Problem definition

Given camera matrices (\(P, P'\)), or fundamental matrix \(F\), and measured image points \(x\) and \(x'\), estimate the 3D point \(X\) that minimizes some cost function.

Since the rays back-projected from the points are skew. There will not be a point \(X\) that satisfies \(x=PX, x'=P'X\), the the image points do not satisfy the epipolar constraint \(x'^\top F x= 0\).

Since from a fundamental matrix and a set of corresponding points, the scene can only be reconstructed up to a projective transformation. Thus, it is crucial to have a triangulation method that is invariant to projective transformation.

Denote \(\tau\) as the triangulation method used to compute a 3D point \(X\) from a point correspondence \(x\leftrightarrow x'\) and a pair of camera matrices \(P, P'\). We have

\[X = \tau(x, x', P, P')\]

The invariance to projective transformation \(H\) is expressed as

\[\tau(x, x', P, P') = H^{-1}\tau(x, x', PH^{-1}, P'H^{-1})\]

Results

I implemented three different triangulation method, a linear, a midpoint, and a nonlinear triangulation.

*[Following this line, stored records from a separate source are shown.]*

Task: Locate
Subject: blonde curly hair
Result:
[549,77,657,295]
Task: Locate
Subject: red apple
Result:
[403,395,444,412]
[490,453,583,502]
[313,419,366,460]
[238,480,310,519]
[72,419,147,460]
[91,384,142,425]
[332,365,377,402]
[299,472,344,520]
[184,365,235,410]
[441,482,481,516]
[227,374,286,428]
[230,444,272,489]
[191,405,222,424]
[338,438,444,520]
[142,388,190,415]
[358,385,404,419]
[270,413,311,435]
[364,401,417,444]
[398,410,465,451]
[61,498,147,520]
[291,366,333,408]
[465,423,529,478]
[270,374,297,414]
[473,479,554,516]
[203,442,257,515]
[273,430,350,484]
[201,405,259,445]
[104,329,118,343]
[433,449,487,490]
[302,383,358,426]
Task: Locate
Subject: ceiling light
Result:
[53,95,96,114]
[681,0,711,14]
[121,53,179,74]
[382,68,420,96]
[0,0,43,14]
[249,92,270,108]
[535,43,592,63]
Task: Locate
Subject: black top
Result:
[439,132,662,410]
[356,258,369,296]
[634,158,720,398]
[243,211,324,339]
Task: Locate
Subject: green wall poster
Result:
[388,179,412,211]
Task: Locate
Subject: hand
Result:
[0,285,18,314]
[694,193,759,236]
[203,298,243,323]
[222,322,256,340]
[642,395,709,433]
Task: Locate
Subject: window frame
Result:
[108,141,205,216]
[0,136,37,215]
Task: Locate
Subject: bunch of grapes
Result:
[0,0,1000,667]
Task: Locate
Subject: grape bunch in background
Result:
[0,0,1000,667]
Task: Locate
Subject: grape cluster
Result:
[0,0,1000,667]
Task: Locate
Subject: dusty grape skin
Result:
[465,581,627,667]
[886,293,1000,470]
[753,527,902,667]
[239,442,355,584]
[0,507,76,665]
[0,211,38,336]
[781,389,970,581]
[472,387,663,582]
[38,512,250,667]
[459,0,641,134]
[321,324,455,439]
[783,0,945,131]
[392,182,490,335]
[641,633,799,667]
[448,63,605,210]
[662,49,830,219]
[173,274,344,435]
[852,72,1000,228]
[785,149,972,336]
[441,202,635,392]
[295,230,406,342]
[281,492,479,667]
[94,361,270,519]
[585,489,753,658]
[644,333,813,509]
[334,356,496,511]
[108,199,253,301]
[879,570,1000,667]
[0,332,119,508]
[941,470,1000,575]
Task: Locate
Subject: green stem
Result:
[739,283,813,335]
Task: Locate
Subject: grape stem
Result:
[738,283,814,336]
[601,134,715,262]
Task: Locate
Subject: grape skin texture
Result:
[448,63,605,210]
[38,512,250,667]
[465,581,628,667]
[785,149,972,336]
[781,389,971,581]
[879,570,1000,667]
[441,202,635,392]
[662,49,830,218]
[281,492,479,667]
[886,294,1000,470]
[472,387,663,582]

The test code and results are as follows

int main(const int argc, const char** argv)
{
    int npts = 2;
    vector<Mat34f> poses(npts);
    Mat3f K, R;
    Vec3f t;
    K << 1520.400000, 0.000000, 302.320000,
         0.000000, 1525.900000, 246.870000,
         0.000000, 0.000000, 1.000000;
    R << 0.02187598221295043000, 0.98329680886213122000, -0.18068986436368856000,
         0.99856708067455469000, -0.01266114646423925600, 0.05199500709979997700,
         0.04883878372068499500, -0.18156839221560722000, -0.98216479887691122000;
    t << -0.0726637729648, 0.0223360353405, 0.614604845959;
    poses[0].block<3, 3>(0, 0) = K * R;
    poses[0].block<3, 1>(0, 3) = K * t;
    
    K << 1520.400000, 0.000000, 302.320000,
         0.000000, 1525.900000, 246.870000,
         0.000000, 0.000000, 1.000000;
    R << -0.03472199972816788400, 0.98429285136236500000, -0.17309524976677537000,
         0.93942192751145170000, -0.02695166652093134900, -0.34170169707277304000,
         -0.34099974317519038000, -0.17447403941185566000, -0.92373047190496216000;
    t << -0.0746307029819, 0.0338148092011, 0.600850565131;
    poses[1].block<3, 3>(0, 0) = K * R;
    poses[1].block<3, 1>(0, 3) = K * t;
    
    Vec2f xrange(-0.073568, 0.028855), yrange(0.021728, 0.181892), zrange(-0.012445, 0.062736);
    srand (time(NULL));
    
    vector<float> err(3);
    err[0] = err[1] = err[2] = 0.0f;
    for (int i = 0; i < 100; ++i)
    {
        float a = float(rand()) / RAND_MAX;
        Vec3f X;
        X << a * (xrange(1) - xrange(0)) + xrange(0),
        a * (yrange(1) - yrange(0)) + yrange(0),
        a * (zrange(1) - zrange(0)) + zrange(0);
        
        vector<Vec3f> centers(npts);
        vector<Vec3f> directs(npts);
        vector<Vec2f> pts(npts);
        for (int i = 0; i < npts; ++i)
        {
            Vec3f x = poses[i] * X.homogeneous();
            pts[i] = x.block<2, 1>(0, 0) / x(2);
            Mat4f M;
            M.block<3, 4>(0, 0) = poses[i];
            M.block<1, 4>(3, 0).setZero();
            Vec4f c;
            nullspace<Mat4f, Vec4f>(&M, &c);
            centers[i] = c.block<3, 1>(0, 0) / c(3);
            directs[i] = poses[i].block<1, 3>(2, 0);
            directs[i] /= directs[i].norm();
        }
        
        Vec3f X_est;
        // linear triangulation
        triangulate_linear(poses, pts, X_est);
        err[0] += (X - X_est).dot(X - X_est);
        
        // midpoint triangulation
        triangulate_midpoint(centers, directs, pts, X_est);
        err[1] += (X - X_est).dot(X - X_est);
        
        // nonlinear triangulation
        triangulate_nonlinear(poses, pts, X_est);
        err[2] += (X - X_est).dot(X - X_est);
        
    }
    cout << "linear triangulation: " << err[0] / 100 << endl;
    cout << "midpoint triangulation: " << err[1] / 100 << endl;
    cout << "nonlinear triangulation: " << err[2] / 100 << endl;
}

Here is a typical result of one execution. We can see the nonlinear triangulation gives the best, whereas the midpoint triangulation gives the worst result.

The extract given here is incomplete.